Relationale Datenbanken

Tunen statt ablösen

12.09.2012
Von 
Martin Bayer ist Chefredakteur von COMPUTERWOCHE, CIO und CSO. Spezialgebiet Business-Software: Business Intelligence, Big Data, CRM, ECM und ERP.
Wieder einmal wird Relationalen Datenbank-Management-Systemen (RDBMS) das Ende prophezeit. Im Zeitalter von Hadoop, NoSQL und In-Memory sei für sie kein Platz mehr. Doch Oracle und IBM integrieren die neue Technik.

Täglich rund 500 Terabyte an neuen Daten und 2,5 Milliarden Objekte, die gespeichert werden wollen - was jedem Datenbankadministrator den Angstschweiß auf die Stirn treiben würde, ist für die Verantwortlichen von Facebook Business as usual. Mit seinem Datenaufkommen stellt das weltgrößte Online-Netzwerk ein Paradebeispiel für den zuletzt viel strapazierten IT-Hype-Begriff Big Data dar. Doch dabei gehe es nicht nur um die Menge der Daten, sondern vor allem darum, Erkenntnisse zu gewinnen, beschreibt Jay Parikh, Vice President für den Bereich Infrastructure Engineering bei Facebook, sein Verständnis von Big Data. "Wer nur sammelt, hat einen großen Haufen Daten, aber kein Big Data."

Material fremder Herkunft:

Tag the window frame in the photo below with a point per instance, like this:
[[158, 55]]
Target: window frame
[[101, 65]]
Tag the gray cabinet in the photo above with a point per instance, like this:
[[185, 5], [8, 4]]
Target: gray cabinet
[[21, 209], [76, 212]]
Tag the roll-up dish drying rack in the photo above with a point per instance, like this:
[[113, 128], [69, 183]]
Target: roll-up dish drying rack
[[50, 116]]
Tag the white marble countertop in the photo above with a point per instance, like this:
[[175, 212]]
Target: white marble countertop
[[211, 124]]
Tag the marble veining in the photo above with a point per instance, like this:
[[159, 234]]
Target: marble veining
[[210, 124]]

Sicher lassen sich diese Datendimensionen nicht mit den Verhältnissen in typischen Industrie- oder Handelsunternehmen vergleichen. Schlussendlich sei es jedoch auch nicht maßgeblich, ob im Data Warehouse 100 Petabyte Daten liegen, stellt der Facebook-Experte fest. Die Anforderungen, wie mit den Daten umzugehen sei, änderten sich. Vor allem die Geschwindigkeit, in die Daten verdaut werden müssten, erhöhe sich ständig, sagt Parikh. "Und die Welt wird immer hungriger nach immer mehr Daten."

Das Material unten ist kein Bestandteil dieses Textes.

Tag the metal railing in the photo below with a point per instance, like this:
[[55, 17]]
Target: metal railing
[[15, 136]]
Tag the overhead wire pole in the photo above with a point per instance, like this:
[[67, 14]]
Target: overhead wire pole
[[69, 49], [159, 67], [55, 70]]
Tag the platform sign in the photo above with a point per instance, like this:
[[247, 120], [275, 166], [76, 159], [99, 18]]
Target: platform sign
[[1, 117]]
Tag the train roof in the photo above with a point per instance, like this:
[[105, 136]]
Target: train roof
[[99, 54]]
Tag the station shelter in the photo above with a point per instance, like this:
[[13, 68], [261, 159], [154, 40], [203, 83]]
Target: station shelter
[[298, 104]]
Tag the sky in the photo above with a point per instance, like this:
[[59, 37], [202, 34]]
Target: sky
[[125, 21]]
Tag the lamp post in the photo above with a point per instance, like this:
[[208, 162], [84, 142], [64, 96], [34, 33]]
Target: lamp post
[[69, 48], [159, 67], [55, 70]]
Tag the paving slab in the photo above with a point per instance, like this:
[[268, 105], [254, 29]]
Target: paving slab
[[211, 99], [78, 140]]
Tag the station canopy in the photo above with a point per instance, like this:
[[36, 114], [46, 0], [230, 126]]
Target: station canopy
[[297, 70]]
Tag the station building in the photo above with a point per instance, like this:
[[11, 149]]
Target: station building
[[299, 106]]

Der Druck kommt aus der BI-Ecke

Dass die Herausforderungen in Sachen Daten-Handling steigen, bestätigt Christian Trieb, Datenbankadministrator bei der Paragon Data GmbH und Leiter der Datenbank-Community bei der Deutschen Oracle Anwendergruppe (Doag). "Der Druck kommt vor allem aus der Business-Intelligence-Ecke", beschreibt der Experte die Situation. Das Management wolle in immer kürzeren Abständen immer mehr wissen. Um die Statistiken und Reports zu liefern, gelte es heute, die unterschiedlichsten Arten von Daten auswertbar zu machen. Damit würden aber auch die Volumina in den Datenbanken stark anwachsen.

Um 42 Prozent wird das von den Unternehmen zu verarbeitende Datenvolumen bis 2014 wachsen, hat eine Umfrage der Experton Group im Frühjahr dieses Jahres ergeben. Aus Sicht der 100 befragten IT-Entscheider treibt auch die zunehmende Nutzung von Cloud Computing das Datenwachstum an. Das mobile Internet, mehr Collaboration- und Communication-Werkzeuge in den Firmen sowie die stärkere Digitalisierung von Geschäftsprozessen seien weitere Datenmultiplikatoren.

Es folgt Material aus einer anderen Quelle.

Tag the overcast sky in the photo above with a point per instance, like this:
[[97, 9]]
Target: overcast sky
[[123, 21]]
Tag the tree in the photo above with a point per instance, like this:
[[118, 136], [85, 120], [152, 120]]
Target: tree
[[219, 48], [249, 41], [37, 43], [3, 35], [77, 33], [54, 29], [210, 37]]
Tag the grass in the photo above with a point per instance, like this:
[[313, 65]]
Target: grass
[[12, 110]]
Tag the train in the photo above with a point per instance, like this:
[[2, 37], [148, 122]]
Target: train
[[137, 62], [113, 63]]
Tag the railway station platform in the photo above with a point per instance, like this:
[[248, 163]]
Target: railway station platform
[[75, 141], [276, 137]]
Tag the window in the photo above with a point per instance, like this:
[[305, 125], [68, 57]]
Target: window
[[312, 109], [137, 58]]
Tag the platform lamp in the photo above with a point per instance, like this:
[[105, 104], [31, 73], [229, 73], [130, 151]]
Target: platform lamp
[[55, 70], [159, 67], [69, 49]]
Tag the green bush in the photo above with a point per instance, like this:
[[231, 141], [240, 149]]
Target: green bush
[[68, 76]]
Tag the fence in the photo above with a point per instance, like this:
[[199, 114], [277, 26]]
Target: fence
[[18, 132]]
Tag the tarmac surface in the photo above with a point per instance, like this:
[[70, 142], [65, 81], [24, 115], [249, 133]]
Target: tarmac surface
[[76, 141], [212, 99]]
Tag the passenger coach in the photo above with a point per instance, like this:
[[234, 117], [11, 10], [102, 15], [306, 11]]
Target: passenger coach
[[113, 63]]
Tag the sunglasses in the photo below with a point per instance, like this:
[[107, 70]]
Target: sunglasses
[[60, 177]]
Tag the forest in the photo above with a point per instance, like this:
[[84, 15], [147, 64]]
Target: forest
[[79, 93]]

Das Datenwachstum hat Folgen. Drei Viertel der befragten Entscheider sehen Handlungsbedarf auf Seiten ihrer Storage- und Datenbanksysteme. Auswirkungen auf die Analyse- und Reporting-Systeme sieht derzeit dagegen erst die Hälfte der Manager. Daher ziehen die Experton-Analysten folgendes Fazit: "Die Herausforderungen des Datenwachstums müssen erst auf der Infrastrukturseite gemeistert werden, um danach im Rahmen der Analyse- und Reporting-Prozesse von Nutzen sein zu können."

Die Anbieter der klassischen relationalen Datenbanksysteme sind zuversichtlich, die Herausforderungen, die im Zuge von Big Data auf sie zukommen, meistern zu können. "Die aktuellen Diskussionen rund um In-Memory, NoSQL und Hadoop tun dem Datenbankthema gut", stellt Oracles Vice President Günther Stürner fest. Noch vor wenigen Jahren seien sämtliche Aspekte wie Datenstrukturen oder Datenmodellierung als todlangweilig abgestempelt worden. "Jetzt ist es auf einmal der Top-Hype."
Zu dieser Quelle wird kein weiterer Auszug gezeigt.